Jessica looked up to Sooyoung and lifted her eyebrows. Sooyoung only grinned and Jessica felt herself fall victim to another person who enjoyed having their fun with her. She’d never understand what it was with those sorts of people and nicknames. But at least in Sooyoung’s banter, Jessica was allowed to play along.

“Yes, Sooyoungie?”

Sooyoung scrunched her nose. “What did you call me?”

“Nothing,” she shrugged, tracing her finger along the edge of the mug.

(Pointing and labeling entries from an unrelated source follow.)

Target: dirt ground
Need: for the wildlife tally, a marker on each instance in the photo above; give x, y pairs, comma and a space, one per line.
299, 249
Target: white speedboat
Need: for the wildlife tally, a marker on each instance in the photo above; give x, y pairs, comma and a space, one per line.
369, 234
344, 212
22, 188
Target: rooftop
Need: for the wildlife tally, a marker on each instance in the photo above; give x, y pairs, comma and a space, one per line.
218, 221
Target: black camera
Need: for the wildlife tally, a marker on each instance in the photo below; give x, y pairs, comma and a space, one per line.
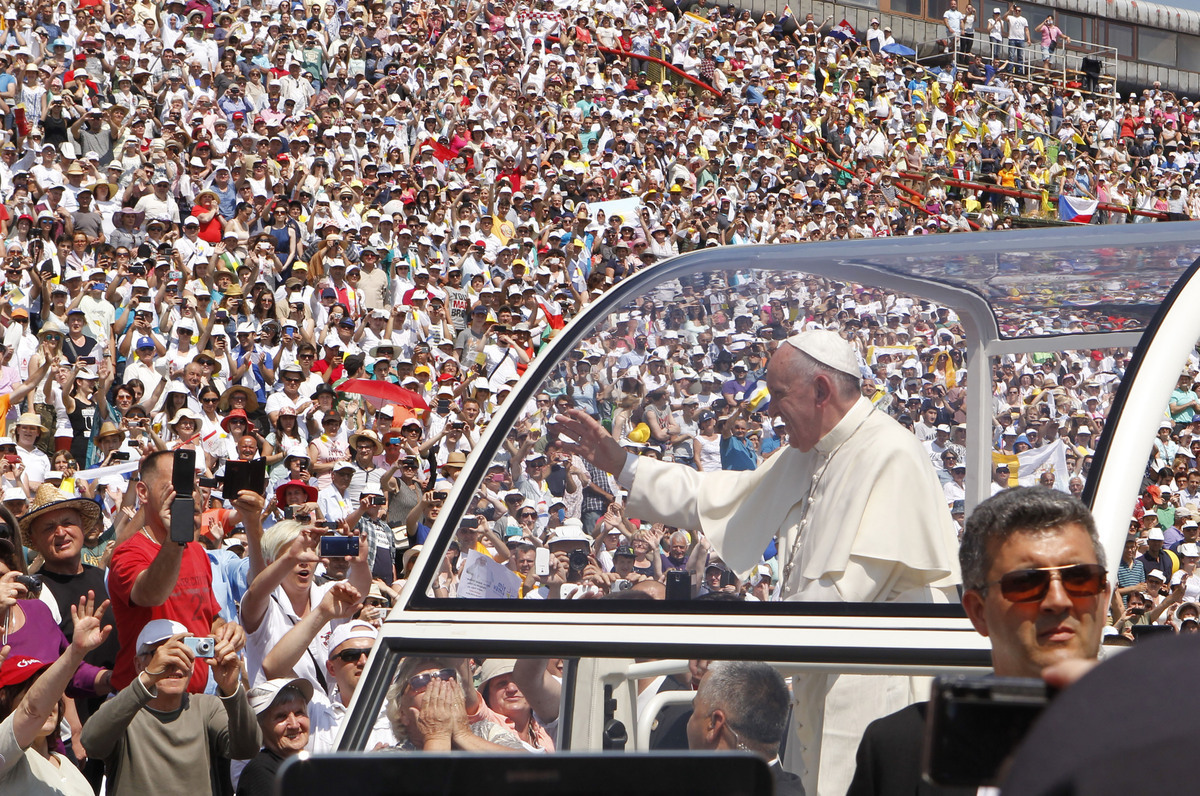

Sooyoung narrowed her eyes and continued. “Do you want to go out with us?” she asked. “The bands going to pack up and we’re going to go out for real drinks.”


“I don’t know,” she frowned, looking at the time.

If she were out too late, Seohyun would start messaging her, asking her if she was with Tiffany or if she was okay. It was fair she had to admit. Jessica hadn’t been all there during work.

She had just managed to not ruin the entire photoshoot by Seohyun’s attention to detail and quick response to problem. She was truly thankful for meeting that little girl in the camera store years ago.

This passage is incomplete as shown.